While Erickson's Sun Devils only return nine starters, they aren't inexperienced: 51 lettermen are back. And the conference as a whole averages 15.3 returning starters, which is notably above the average of 14.8 over the past decade.
Further, there's USC's situation. But throw out the fact that the Trojans are ineligible for the postseason, per NCAA sanctions, and therefore ineligible to win the Pac-10 championship. After winning seven consecutive conference titles, the Trojans went down hard in 2009, finishing tied for fifth with four conference losses -- despite beating Big Ten champion Ohio State -- and got blown out by Oregon and Stanford.
In recent years, the conference has been tweaked by many gadflies as the "Pac-1" or "USC and the Nine Dwarfs." In 2010, however, there are nine teams that, if things fell into place, are legitimate candidates to earn bowl berths. Heck, it doesn't strain credulity to imagine scenarios where the seventh, eighth or ninth picks in the media poll (California, UCLA and ASU) push into the Top 25.
“(Washington State coach Paul Wulff) would be the one guy -- and I’m not picking on the Cougs," Bruins coach Rick Neuheisel said, "that would be hard-pressed to tell you he’s got a chance to win the league. But I think everybody else is gonna go back and tell their team that they do.”

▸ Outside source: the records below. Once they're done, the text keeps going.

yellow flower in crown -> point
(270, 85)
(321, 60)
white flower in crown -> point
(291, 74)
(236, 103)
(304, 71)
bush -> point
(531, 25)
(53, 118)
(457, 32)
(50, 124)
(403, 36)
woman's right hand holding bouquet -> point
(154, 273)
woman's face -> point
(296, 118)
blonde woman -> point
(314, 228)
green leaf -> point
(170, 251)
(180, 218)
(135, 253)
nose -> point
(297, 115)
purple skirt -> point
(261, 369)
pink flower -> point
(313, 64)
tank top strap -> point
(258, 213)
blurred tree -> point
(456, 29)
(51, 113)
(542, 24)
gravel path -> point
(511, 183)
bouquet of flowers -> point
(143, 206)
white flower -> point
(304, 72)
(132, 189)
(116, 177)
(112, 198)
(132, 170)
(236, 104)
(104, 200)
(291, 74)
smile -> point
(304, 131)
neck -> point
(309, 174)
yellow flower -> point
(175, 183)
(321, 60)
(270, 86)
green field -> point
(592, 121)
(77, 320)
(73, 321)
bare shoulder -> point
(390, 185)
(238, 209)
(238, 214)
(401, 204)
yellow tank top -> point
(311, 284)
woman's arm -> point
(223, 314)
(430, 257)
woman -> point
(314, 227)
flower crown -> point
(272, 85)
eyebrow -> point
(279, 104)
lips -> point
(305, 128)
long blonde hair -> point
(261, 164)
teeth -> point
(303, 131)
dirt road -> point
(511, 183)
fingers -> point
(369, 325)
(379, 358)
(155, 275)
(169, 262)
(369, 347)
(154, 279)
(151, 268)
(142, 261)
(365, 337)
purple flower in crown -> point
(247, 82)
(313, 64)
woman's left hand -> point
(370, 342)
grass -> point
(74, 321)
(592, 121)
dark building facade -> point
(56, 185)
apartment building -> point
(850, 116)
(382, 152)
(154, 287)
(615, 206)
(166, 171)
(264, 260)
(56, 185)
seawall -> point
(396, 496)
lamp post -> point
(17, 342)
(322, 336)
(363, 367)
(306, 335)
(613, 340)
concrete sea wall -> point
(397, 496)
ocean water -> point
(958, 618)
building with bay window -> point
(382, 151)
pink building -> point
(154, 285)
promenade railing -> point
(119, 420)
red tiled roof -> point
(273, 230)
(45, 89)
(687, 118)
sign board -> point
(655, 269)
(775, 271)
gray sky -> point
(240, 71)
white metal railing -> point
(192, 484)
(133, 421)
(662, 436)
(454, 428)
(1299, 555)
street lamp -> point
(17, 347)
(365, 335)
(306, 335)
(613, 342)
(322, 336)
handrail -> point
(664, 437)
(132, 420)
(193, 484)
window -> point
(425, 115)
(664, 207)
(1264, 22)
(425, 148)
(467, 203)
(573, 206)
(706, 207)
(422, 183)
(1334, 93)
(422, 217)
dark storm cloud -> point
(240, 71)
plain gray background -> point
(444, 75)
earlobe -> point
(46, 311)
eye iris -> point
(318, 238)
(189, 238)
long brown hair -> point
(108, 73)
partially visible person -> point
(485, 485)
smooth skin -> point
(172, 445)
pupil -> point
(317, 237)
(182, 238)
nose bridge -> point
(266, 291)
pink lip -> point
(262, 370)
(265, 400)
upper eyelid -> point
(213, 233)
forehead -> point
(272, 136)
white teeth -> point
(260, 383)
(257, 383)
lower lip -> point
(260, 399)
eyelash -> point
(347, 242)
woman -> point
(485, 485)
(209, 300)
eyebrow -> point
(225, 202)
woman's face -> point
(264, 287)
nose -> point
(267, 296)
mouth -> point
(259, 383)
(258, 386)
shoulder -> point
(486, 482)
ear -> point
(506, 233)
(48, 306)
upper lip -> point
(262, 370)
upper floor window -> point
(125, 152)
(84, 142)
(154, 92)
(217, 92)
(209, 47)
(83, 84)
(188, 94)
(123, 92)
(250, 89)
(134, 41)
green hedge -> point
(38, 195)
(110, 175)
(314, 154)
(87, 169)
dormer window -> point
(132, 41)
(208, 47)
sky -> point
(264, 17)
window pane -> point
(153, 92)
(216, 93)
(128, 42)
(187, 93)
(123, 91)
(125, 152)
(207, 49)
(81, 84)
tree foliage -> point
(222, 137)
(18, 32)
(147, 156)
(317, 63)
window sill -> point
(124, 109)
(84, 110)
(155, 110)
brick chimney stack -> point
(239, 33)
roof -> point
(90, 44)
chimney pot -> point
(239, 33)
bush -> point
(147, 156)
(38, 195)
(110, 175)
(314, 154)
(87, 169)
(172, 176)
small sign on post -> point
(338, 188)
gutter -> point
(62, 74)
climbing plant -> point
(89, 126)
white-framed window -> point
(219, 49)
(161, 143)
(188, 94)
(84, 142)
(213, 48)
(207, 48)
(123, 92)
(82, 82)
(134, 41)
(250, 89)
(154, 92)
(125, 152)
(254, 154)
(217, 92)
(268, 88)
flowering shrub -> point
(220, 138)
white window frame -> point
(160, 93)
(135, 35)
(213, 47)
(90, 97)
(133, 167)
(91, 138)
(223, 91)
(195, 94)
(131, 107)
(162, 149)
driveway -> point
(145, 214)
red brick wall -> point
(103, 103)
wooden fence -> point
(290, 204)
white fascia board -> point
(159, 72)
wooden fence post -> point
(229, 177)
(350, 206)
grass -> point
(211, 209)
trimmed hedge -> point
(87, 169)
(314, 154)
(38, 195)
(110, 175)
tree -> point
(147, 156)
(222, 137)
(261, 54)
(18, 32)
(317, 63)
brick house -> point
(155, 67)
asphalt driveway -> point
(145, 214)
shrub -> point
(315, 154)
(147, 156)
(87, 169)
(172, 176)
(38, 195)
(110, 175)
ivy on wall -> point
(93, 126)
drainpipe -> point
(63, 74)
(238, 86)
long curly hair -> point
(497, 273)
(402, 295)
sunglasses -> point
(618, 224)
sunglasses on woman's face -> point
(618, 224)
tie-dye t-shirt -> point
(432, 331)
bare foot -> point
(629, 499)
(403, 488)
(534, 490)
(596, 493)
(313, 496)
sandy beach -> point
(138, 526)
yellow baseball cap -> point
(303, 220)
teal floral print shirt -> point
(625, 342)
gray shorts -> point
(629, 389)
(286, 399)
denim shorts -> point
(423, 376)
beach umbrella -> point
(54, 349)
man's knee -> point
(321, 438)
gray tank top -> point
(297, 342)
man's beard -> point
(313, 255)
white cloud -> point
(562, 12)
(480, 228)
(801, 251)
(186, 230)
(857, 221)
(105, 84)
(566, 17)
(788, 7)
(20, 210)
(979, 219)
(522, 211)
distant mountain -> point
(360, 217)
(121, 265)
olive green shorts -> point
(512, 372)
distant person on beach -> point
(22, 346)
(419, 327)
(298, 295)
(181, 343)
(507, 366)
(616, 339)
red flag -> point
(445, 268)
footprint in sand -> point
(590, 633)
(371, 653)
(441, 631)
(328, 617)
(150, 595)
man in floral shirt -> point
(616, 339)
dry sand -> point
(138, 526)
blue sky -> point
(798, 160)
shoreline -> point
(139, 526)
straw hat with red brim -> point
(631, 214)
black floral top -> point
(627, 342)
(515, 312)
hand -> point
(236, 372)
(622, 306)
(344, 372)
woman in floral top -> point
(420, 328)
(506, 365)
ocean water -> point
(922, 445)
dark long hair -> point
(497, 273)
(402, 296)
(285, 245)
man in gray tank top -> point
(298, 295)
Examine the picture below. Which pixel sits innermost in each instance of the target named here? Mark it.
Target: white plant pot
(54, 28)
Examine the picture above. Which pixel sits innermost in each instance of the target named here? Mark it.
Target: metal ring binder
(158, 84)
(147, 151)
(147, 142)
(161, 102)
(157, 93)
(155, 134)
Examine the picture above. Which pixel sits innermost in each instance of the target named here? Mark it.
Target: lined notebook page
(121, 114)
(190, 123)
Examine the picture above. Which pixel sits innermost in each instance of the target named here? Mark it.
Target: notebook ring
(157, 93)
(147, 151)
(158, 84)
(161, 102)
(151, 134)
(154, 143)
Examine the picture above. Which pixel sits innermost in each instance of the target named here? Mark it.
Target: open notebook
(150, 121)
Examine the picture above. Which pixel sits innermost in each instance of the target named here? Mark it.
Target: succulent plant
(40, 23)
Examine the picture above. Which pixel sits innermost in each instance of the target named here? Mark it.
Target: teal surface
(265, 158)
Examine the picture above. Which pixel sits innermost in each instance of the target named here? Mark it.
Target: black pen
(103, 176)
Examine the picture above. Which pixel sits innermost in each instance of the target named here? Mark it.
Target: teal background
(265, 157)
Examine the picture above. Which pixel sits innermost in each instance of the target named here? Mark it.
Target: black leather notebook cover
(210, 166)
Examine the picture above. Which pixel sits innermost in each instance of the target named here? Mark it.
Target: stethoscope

And those Cougars, who finished 1-11 last year and have won a single conference game over the past two seasons, should be much improved, though the baby step forward figures to be "competitive" instead of "winning."
Experience at quarterback is typically critical in Pac-10 play: Seven teams welcome back starters, and no conference in the country even approaches the NFL potential of Washington's Jake Locker, Stanford's Andrew Luck, USC's Matt Barkley and Arizona's Nick Foles. Oh, by the way, two of the top-three picks in the league -- No. 1 Oregon and No. 3 Oregon State -- are replacing their starting QBs.
That's another part of the parity: No team appears dominant. And every team has an area that could be circled in red as a significant concern.
The bad news that comes with parity is it appears likely the Pac-10 will not be a player in the national title hunt (again). And it might be difficult for multiple teams to finish with no more than two defeats, which likely would be the threshold to get two teams into BCS bowls for the first time since 2002.
“I think there is a lot of parity in this conference, there is no doubt about it," Cal coach Jeff Tedford said. "Last year we had [four] teams with the same record. It will be very difficult to go through this conference unscathed."
The upside is it should be a wild ride with lots of upsets, darkhorse charges and surprises.
Arizona State coach Dennis Erickson's team was picked in the Pac-10 media poll to repeat a ninth-place conference finish, but he pitches his squad as if it's got a shot at the Rose Bowl without coming off as a used-car salesman.